# Spring Muskie lakes water temps. Salt fork, Piedmont,leesville.



## MuskyHunter50 (Dec 24, 2021)

I figured the water temps would be a hot topic. If everyone could update the water temps and Water clarity’s could help each other out under this thread. 
I personally will be hitting one of theselakes this coming week maybe two of them and I will update when I do. I may hit the Ohio river as well. 
Please, if you have something negative to say, keep it to yourself.


----------



## Mickey (Oct 22, 2011)

Thanks MH. I'd like to hit Salt Fork soon but with the price of gas and an hour drive from Canton a water temp and clarity report would be great.


----------



## Schatty (Jul 13, 2012)

Piedmont was 46 yesterday. Was at about summer pool and clarity was good. Fished with Rdramey and he picked up 2 muskies while saugeye fishing, one about 43 and the other about 36.


----------



## MuskyHunter50 (Dec 24, 2021)

I know it’s not a Muskie lake, but Seneca water color isn’t to bad and the lake was 52.


----------



## MuskyHunter50 (Dec 24, 2021)

Piedmont was 51.great clarity.


----------



## DHower08 (Nov 20, 2015)

I believe you can look on the mwcd website to get lake levels and temperature. I know lake level is on there for sure


----------



## M.Magis (Apr 5, 2004)

I know the water levels are there, I don’t think temp is unless I just never noticed it. Salt Fork water level is also shown on the MWCD site, I suppose since its in the same area. Here’s a link, if it works. 

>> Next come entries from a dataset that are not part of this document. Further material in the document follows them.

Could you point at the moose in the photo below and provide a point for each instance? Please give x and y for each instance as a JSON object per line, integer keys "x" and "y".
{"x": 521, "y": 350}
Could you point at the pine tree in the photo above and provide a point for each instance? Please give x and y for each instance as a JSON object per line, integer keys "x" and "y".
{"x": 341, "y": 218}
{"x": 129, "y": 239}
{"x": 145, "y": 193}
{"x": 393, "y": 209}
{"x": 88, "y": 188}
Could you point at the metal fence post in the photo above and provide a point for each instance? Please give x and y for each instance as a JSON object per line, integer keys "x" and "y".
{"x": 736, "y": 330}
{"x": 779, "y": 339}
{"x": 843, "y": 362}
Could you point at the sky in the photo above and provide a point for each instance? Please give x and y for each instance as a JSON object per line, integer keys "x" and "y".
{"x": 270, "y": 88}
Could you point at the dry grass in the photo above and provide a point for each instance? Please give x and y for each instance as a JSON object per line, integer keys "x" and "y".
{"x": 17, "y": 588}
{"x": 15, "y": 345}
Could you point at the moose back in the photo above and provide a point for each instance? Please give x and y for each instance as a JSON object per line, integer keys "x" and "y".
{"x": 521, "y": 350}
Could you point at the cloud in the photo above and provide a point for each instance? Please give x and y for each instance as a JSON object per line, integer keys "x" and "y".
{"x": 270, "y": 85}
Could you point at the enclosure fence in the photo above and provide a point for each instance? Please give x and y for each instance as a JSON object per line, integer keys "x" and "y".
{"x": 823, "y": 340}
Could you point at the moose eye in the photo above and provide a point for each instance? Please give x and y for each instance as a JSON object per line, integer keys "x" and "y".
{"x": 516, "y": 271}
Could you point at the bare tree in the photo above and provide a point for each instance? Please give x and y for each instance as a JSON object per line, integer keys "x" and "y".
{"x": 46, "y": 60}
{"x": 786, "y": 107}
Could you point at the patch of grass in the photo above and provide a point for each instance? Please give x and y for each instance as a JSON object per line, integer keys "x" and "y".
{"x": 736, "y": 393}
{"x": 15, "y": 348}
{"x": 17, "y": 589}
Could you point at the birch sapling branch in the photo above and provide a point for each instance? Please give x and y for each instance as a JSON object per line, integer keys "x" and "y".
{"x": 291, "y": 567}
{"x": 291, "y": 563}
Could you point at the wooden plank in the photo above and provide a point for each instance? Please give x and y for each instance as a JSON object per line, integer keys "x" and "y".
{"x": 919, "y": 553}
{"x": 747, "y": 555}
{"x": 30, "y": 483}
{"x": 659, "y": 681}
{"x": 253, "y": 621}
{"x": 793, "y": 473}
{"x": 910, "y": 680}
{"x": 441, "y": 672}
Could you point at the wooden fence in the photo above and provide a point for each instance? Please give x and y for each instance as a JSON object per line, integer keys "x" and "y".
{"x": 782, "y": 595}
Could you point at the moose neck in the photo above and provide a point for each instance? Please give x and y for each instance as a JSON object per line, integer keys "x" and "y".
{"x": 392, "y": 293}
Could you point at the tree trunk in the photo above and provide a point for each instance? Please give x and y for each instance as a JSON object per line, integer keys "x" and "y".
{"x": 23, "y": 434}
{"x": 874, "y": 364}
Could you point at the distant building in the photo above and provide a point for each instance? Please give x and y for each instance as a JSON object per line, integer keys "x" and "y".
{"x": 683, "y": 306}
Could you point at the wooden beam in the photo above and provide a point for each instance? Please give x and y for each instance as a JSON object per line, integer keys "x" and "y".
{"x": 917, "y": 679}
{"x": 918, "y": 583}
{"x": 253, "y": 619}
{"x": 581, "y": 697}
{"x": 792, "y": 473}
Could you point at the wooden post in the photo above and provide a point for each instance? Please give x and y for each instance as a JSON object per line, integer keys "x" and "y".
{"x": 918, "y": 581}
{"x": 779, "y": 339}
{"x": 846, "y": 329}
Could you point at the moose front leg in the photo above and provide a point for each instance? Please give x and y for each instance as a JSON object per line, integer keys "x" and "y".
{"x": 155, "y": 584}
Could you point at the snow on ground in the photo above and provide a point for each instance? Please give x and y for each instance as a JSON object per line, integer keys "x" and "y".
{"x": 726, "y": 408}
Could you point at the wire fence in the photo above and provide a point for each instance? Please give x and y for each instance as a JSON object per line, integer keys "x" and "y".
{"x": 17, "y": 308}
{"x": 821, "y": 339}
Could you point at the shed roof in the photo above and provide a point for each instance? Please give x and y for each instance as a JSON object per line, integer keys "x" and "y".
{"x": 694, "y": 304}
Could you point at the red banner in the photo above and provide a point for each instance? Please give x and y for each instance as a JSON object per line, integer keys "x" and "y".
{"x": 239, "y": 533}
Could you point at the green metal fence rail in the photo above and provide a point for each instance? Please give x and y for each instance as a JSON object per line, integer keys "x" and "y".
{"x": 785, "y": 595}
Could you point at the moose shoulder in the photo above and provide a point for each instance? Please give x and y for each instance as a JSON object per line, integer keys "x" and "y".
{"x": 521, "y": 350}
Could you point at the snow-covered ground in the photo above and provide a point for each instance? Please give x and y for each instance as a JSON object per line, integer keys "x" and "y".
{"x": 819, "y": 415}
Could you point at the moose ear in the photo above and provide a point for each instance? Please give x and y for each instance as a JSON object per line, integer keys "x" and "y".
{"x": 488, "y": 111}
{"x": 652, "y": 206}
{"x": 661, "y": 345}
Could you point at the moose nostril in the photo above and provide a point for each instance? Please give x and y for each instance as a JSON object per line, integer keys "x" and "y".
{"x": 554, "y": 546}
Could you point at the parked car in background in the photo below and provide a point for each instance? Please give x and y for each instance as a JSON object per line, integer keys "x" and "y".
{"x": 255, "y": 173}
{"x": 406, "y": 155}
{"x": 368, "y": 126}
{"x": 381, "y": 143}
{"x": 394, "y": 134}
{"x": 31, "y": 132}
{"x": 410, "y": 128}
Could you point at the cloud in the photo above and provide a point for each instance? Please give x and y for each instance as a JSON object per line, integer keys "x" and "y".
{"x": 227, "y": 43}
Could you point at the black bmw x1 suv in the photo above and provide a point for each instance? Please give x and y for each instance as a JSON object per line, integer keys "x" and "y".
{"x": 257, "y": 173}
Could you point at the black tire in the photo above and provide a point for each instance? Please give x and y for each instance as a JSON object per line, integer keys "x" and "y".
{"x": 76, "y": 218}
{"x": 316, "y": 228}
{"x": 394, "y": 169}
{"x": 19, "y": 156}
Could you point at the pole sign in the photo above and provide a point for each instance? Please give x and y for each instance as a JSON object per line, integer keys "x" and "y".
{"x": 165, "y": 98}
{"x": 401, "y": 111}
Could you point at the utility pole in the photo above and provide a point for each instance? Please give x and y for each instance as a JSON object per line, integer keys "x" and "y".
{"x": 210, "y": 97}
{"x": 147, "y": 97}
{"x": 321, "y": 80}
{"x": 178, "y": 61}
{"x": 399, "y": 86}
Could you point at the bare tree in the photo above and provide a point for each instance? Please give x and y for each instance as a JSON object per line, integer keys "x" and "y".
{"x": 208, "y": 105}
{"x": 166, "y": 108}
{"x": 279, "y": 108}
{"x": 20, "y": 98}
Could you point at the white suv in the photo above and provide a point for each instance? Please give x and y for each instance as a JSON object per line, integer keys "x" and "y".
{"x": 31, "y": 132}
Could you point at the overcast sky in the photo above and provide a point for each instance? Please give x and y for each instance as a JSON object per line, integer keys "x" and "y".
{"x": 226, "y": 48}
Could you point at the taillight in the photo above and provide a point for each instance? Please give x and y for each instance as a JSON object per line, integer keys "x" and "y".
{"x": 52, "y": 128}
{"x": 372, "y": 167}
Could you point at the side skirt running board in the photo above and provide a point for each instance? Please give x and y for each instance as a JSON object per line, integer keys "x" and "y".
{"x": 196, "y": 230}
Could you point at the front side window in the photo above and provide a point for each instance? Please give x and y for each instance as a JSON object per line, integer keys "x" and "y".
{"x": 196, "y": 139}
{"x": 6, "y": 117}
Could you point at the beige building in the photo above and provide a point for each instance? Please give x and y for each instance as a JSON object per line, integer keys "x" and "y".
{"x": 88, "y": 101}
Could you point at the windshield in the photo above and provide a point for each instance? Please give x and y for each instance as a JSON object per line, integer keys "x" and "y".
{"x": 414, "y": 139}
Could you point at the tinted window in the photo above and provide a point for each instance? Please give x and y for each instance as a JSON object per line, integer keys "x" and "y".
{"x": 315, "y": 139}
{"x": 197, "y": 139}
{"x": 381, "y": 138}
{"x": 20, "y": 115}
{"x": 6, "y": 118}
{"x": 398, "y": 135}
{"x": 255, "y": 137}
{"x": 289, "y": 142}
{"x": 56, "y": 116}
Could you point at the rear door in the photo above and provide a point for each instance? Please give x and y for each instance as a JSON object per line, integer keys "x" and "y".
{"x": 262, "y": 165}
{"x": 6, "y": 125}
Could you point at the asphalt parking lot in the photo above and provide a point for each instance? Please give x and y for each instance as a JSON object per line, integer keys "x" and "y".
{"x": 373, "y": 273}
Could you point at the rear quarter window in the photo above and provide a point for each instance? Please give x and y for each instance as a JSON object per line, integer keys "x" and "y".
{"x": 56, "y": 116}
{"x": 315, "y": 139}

Water Management - Huntington District - U.S. Army Corps of Engineers


Water Management - Huntington District - USACE




www.lrh-wc.usace.army.mil


----------



## TClark (Apr 20, 2007)

53° Tuesday.


----------



## joeluvs2fish1975 (8 mo ago)

Piedmont was 58.5 deg. yesterday. Clarity in open water was stained. Bays are muddy. Crappie are all schooled up on the finder. Saltfork was a mess when i drove by. I get my info from lakemonster before i go. The water temps are estimates and usually 5 degrees lower than what i show on the finder. I check it for barometric pressure more than anything.


----------